McLeod describes PeCan as the St. Jude reference dataset. “This is our opinionated way of how we want users to explore the pediatric cancer variation landscape,” he explains. PeCan includes variant pages—quite similar to ClinVar but pediatric focused, McLeod explains. The St. Jude Tumor Board is updating this knowledge base in real time about literature that’s relevant to a variant, population frequency data, and more data.
The Visualization Community is the newest St. Jude Cloud app—one McLeod is quite excited about. “Researchers are really quite underserved in terms of the tools at their disposal to interrogate data. For instance, if you are doing analysis on a 3,000-sample cohort and you want to look at all the variants and do some analysis of those, many people still use really big excel spreadsheets,” he says. Spreadsheets are the wrong medium for data exploration, he insisted. “It’s not enjoyable; people don’t enjoy their lives or their research while they’re using them. You’d be surprised at how much that hinders discovery.”
St. Jude has invested a lot of effort into creating visualization tools that instead enhance discovery and understanding of the data, McLeod says. The Visualization Community lets researchers view community-created visualizations that use ProteinPaint, GenomePaint, and SJCharts, then create their own visualizations by uploading their own data. Those visualizations can be included in papers or shared with collaborators.
The library now includes 22 visualizations, most originally accompanied St. Jude published papers (those papers are linked), McLeod says.
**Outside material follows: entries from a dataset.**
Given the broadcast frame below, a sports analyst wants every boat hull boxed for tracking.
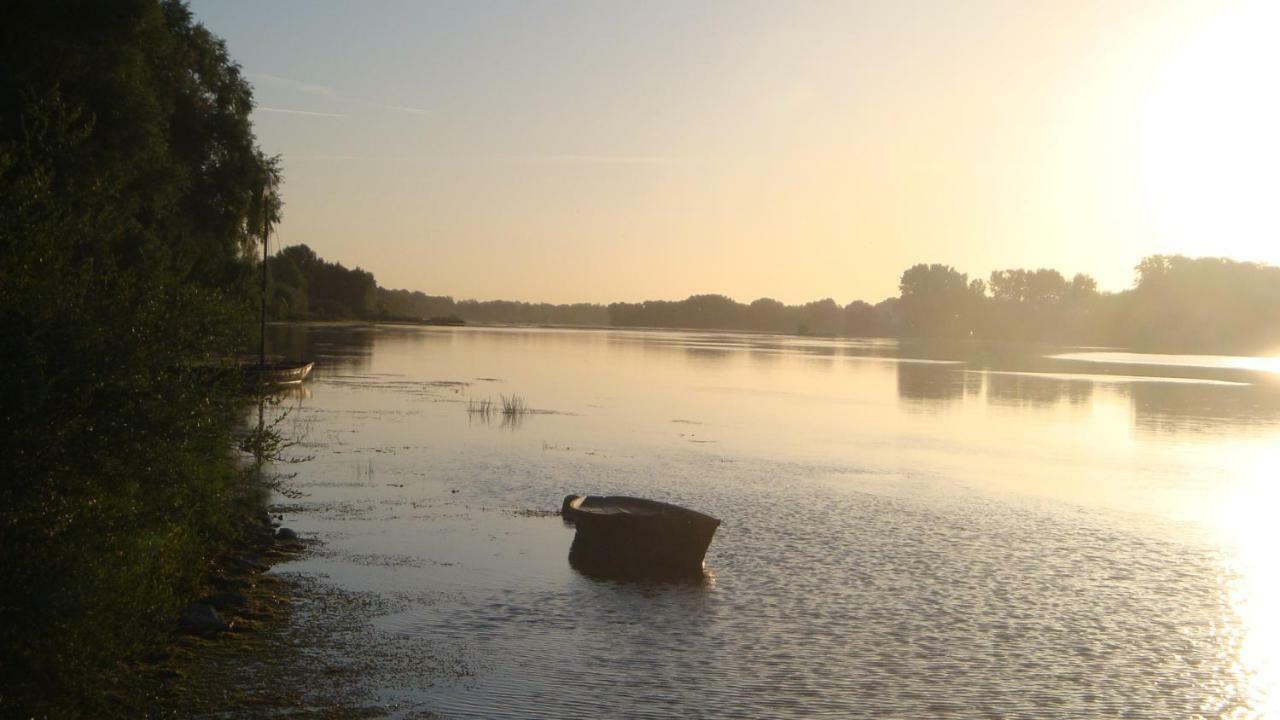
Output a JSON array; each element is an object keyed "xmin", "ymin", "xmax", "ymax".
[
  {"xmin": 563, "ymin": 496, "xmax": 719, "ymax": 579},
  {"xmin": 244, "ymin": 361, "xmax": 315, "ymax": 387}
]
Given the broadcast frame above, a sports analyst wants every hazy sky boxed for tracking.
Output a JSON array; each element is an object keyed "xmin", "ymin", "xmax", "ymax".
[{"xmin": 192, "ymin": 0, "xmax": 1280, "ymax": 304}]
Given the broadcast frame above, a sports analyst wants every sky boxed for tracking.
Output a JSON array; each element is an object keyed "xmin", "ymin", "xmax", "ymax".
[{"xmin": 191, "ymin": 0, "xmax": 1280, "ymax": 304}]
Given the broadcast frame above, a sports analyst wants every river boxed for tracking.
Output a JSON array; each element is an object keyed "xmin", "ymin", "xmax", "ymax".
[{"xmin": 262, "ymin": 324, "xmax": 1280, "ymax": 719}]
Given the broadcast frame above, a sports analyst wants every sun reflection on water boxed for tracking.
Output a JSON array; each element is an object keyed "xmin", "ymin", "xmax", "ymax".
[{"xmin": 1217, "ymin": 448, "xmax": 1280, "ymax": 717}]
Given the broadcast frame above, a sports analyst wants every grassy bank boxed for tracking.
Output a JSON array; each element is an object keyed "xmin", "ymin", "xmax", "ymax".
[{"xmin": 0, "ymin": 0, "xmax": 280, "ymax": 717}]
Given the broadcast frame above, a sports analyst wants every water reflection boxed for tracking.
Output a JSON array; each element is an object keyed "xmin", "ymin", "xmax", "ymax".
[{"xmin": 264, "ymin": 325, "xmax": 1280, "ymax": 719}]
Researchers would totally own their own data spaces; St. Jude wouldn’t be able to see any of the data that they upload, except for what they expose so the visualization can be rendered.
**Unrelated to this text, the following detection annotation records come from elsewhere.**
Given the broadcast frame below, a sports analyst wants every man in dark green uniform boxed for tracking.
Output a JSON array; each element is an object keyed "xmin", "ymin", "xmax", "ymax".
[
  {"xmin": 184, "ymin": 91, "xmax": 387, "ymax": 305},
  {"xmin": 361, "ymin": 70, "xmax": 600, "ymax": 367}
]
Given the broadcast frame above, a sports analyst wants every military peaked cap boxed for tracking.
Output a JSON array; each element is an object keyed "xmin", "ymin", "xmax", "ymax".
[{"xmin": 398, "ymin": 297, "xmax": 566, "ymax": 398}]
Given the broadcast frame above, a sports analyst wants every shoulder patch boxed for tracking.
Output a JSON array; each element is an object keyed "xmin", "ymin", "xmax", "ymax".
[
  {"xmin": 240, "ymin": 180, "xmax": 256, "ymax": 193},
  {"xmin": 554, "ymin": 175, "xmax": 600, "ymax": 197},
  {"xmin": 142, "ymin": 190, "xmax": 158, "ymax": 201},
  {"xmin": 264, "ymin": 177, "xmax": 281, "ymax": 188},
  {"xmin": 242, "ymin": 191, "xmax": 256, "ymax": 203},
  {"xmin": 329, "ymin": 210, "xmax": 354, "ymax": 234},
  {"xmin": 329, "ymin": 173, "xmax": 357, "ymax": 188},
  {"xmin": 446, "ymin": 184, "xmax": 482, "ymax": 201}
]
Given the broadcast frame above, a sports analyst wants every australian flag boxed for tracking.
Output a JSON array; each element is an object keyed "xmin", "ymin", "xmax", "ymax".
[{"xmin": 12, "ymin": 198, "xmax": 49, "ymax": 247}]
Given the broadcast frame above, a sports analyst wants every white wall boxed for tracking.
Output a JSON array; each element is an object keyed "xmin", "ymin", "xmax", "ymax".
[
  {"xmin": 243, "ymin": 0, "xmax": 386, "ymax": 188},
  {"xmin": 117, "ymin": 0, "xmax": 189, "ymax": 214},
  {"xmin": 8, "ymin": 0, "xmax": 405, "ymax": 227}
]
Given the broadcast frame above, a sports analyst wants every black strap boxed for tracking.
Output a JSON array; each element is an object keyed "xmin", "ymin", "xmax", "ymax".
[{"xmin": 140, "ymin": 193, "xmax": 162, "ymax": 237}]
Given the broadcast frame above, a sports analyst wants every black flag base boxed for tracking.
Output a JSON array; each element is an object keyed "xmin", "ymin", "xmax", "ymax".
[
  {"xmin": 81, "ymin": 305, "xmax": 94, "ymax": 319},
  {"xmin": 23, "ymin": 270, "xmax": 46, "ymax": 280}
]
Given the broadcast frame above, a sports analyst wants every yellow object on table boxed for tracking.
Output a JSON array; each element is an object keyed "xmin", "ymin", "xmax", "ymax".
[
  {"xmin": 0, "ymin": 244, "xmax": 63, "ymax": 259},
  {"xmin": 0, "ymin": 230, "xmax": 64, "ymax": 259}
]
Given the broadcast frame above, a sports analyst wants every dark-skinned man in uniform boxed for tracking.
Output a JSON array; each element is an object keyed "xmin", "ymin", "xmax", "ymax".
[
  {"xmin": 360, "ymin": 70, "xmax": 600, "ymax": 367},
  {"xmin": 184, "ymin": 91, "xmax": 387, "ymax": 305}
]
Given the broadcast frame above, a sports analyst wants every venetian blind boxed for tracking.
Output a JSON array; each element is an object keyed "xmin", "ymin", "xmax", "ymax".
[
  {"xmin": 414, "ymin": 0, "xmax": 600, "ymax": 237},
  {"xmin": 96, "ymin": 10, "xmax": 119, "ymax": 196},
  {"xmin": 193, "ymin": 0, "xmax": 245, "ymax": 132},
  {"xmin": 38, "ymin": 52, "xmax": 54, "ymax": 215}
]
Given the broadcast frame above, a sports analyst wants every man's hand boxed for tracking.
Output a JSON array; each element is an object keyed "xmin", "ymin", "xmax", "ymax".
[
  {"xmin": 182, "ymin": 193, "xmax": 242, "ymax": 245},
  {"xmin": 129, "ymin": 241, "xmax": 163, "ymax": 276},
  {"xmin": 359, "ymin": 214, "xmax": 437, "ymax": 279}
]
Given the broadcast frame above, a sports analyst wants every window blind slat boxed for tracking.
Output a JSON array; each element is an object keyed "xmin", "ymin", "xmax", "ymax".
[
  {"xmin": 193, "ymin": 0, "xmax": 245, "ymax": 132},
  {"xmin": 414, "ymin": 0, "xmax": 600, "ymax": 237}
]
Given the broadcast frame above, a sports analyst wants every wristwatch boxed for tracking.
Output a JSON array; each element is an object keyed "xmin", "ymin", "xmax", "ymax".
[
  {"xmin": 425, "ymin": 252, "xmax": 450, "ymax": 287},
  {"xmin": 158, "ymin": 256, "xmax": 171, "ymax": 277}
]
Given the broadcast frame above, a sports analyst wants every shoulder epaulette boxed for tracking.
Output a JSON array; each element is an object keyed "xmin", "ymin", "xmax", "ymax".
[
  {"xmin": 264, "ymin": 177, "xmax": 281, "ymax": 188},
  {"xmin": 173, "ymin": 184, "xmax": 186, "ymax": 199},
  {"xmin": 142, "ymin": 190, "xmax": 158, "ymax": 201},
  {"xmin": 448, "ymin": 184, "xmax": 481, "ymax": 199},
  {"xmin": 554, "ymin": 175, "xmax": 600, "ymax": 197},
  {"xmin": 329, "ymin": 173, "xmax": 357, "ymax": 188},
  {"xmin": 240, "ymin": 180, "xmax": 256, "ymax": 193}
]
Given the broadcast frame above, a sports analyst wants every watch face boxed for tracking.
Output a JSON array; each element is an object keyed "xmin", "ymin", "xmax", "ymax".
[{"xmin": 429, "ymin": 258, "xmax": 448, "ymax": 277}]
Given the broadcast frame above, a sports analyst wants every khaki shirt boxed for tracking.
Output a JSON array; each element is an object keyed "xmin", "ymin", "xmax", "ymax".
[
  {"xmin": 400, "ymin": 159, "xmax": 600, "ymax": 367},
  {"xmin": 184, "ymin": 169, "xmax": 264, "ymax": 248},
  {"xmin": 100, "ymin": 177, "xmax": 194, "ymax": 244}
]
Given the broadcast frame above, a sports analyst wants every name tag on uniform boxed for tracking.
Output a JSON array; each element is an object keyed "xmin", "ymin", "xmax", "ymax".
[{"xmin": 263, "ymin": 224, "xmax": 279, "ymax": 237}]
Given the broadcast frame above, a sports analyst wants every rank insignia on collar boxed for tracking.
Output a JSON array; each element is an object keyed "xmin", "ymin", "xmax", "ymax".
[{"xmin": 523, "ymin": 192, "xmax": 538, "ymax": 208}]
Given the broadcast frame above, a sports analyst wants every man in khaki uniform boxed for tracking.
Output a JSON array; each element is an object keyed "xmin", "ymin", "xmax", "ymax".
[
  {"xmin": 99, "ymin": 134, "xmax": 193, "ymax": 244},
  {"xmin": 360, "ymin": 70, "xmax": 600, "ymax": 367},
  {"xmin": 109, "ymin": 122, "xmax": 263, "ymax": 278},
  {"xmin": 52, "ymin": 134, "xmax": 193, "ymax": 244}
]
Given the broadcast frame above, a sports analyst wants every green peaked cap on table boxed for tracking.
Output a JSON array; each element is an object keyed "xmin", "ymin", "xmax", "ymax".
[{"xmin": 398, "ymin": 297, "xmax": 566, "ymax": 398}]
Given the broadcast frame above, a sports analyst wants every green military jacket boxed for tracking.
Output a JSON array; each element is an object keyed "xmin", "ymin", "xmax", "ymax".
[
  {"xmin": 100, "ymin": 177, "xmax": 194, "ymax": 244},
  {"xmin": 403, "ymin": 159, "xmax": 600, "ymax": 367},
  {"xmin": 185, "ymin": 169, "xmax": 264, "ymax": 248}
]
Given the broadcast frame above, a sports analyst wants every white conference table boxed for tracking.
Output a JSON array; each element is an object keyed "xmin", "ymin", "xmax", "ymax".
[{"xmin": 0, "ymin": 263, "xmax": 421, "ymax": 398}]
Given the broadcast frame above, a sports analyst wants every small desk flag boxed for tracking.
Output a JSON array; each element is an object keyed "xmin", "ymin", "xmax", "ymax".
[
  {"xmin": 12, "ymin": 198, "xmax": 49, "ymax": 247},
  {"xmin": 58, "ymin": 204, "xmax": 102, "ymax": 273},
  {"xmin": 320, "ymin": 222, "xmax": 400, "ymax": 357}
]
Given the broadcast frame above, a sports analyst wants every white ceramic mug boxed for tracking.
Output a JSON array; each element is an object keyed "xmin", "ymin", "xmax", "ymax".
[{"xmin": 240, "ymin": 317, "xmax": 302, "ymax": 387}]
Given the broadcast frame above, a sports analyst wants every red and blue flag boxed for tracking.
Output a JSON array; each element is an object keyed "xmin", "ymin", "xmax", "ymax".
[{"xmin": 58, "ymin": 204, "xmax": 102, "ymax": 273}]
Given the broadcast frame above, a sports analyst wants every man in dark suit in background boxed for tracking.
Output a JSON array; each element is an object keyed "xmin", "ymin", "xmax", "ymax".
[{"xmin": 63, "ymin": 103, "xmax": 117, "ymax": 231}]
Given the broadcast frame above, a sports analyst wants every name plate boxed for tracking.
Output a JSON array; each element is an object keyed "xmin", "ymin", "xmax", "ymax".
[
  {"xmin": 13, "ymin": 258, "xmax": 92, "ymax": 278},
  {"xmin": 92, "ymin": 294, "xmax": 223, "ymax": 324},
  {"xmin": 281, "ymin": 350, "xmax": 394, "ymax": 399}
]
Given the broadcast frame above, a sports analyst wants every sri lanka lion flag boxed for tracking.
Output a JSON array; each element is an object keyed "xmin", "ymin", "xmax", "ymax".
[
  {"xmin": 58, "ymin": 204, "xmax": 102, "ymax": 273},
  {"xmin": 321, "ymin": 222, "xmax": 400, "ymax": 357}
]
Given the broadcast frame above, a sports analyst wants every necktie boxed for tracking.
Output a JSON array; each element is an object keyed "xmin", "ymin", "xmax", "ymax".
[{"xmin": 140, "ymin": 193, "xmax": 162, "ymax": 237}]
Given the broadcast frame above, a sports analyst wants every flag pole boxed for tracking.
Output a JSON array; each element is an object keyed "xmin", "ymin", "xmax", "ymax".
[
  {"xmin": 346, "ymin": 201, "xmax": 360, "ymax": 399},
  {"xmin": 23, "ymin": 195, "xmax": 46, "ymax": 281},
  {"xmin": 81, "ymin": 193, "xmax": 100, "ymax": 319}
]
“The trend that we’re trying to bring about here at St. Jude—and that we hope disseminates in the community—is individuals will go more of this route and make visualizations interactive as they publish papers. This is really how you can unlock the maximum amount of research that goes into a paper. It’s not just a static figure on a page,” McLeod explained.
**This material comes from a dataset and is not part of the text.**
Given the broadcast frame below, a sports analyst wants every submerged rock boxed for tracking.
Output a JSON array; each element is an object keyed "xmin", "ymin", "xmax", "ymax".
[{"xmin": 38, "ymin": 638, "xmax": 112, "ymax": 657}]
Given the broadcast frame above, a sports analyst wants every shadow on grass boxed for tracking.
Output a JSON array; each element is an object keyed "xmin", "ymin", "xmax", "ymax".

Partners, Programs, and ROI
The St. Jude Cloud originally launched as a partnership with Microsoft and DNAnexus, and those relationships are still strong and ongoing, McLeod says. He alluded to even further investments. “The partnership continues to grow, especially with Microsoft.”
St. Jude Cloud is free for academic researchers to use, though it’s not yet opened up broadly for commercial companies. Microsoft graciously sponsors over a petabyte of genomics data in Azure and neither St. Jude nor other researchers are paying for that copy of the dataset, McLeod says. The St. Jude Cloud Genomics Platform is still built on top of DNAnexus—which McLeod calls, “the best in the business” at security.
When outside researchers upload their own data, they pay for their storage. For the most part, when they run analyses, they pay for that compute. “Nobody is super thrilled that we have to pass on costs there, but there’s not a great scalable model for us to remediate that,” McLeod says.
PeCan Pie, the pathogenicity information exchange, is a free tool. And a new analysis tool is coming, McLeod hinted, that will also be free to the community.
Hundreds of researchers have accessed the genomics data and tens of thousands of users access PeCan each year, McLeod says. “Every time somebody comes to St. Jude Cloud and tries to use it—particularly when I sit down and talk with individuals about it—we learn how to share data better,” he adds.
“We not only do that for ourselves, but we talk with others in the community. The pediatric cancer community is relatively small… what we’re all trying to build is a future where these data can flow and can really bring about the next big discovery that can push the needle forward on one of these rare subtypes of cancer.”